Erken seçime dair "kehanetler" üreten muhalefet liderlerinin, "takvim vermesi?"…
2021'in ilk yarısı denildi, tutmadı..
Sonu denildi tutmadı..
2022'de Haziran'da olacak, erken seçim denilip, duruldu..
Şimdi de, Eylül deniliyor!..
Gerçek şu ki, "verilen hiçbir tarih" tutmadı…
***
Yani, Ajda'nın şarkı sözleri gibi "palavra, palavra, palavra" kaldı..
Bakalım, 2023'e kadar daha "kaç tarih verilecek?"..
Nasıl olsa, palavra "rüzgarı" esip duruyor..
Eee alıcı ve satıcısı da olunca, ne diyeceksin!?..
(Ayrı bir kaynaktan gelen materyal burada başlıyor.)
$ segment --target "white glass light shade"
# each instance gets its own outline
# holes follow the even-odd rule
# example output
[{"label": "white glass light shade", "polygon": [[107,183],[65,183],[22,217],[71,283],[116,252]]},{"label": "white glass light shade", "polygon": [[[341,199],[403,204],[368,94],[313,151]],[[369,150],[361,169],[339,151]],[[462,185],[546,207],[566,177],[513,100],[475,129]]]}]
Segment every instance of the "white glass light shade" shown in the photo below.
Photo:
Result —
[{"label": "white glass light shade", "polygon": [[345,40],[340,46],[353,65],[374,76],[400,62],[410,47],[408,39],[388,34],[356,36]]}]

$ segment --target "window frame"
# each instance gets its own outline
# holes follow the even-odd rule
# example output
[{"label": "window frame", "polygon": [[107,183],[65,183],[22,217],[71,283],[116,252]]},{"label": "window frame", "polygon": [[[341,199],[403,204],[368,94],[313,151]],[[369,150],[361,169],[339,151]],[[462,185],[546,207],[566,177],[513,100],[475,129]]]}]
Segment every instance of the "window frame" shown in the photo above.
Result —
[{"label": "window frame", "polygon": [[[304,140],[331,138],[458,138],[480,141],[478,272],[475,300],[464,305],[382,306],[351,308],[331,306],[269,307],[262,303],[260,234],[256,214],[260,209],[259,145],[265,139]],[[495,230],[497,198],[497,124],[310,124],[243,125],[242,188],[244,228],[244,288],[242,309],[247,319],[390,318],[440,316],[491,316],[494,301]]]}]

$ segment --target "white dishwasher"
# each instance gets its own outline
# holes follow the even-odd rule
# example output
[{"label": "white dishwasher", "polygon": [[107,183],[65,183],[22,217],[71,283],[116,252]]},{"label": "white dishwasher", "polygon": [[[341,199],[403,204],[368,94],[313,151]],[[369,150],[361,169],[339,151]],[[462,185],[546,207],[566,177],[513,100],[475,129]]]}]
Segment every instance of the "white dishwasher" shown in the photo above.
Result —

Merak ettiğim bir soru var!..
Eğer ki, "erken seçim olursa, eğer ki seçim yine 2023'te" olsa da, Kemal Bey "Cumhurbaşkanı adayı olarak" sahne alırsa, "yerine kim gelecek, ya da CHP'nin başına kim oturur?"..
Hissetmiyorum!..
Ama muhakkak ki, CHP kendi içinde "bu sorunun" yanıtı noktasında, hayli heyecan verici bir akıl eforu sarf ediyordur..
Kemal Bey'den sonra; kim başkan?..
Kulislerde bir iki isim zikredilmiyor değil!..
***
Neyse, o isimlere girmeyelim!..
Malum, "yıpranmasınlar" malum çok çabuk da "fikir ve rota değiştirici" oldukları için, kalsın!..
Zaten her kim olursa olsun, gelirse gelsin "karar verici olan yerli değil, ecnebidir…"
***
GÜNÜN SÖZÜ
Topraktan geldik, toprağa gideceğiz. Mühim olan, çamurlaşmamak.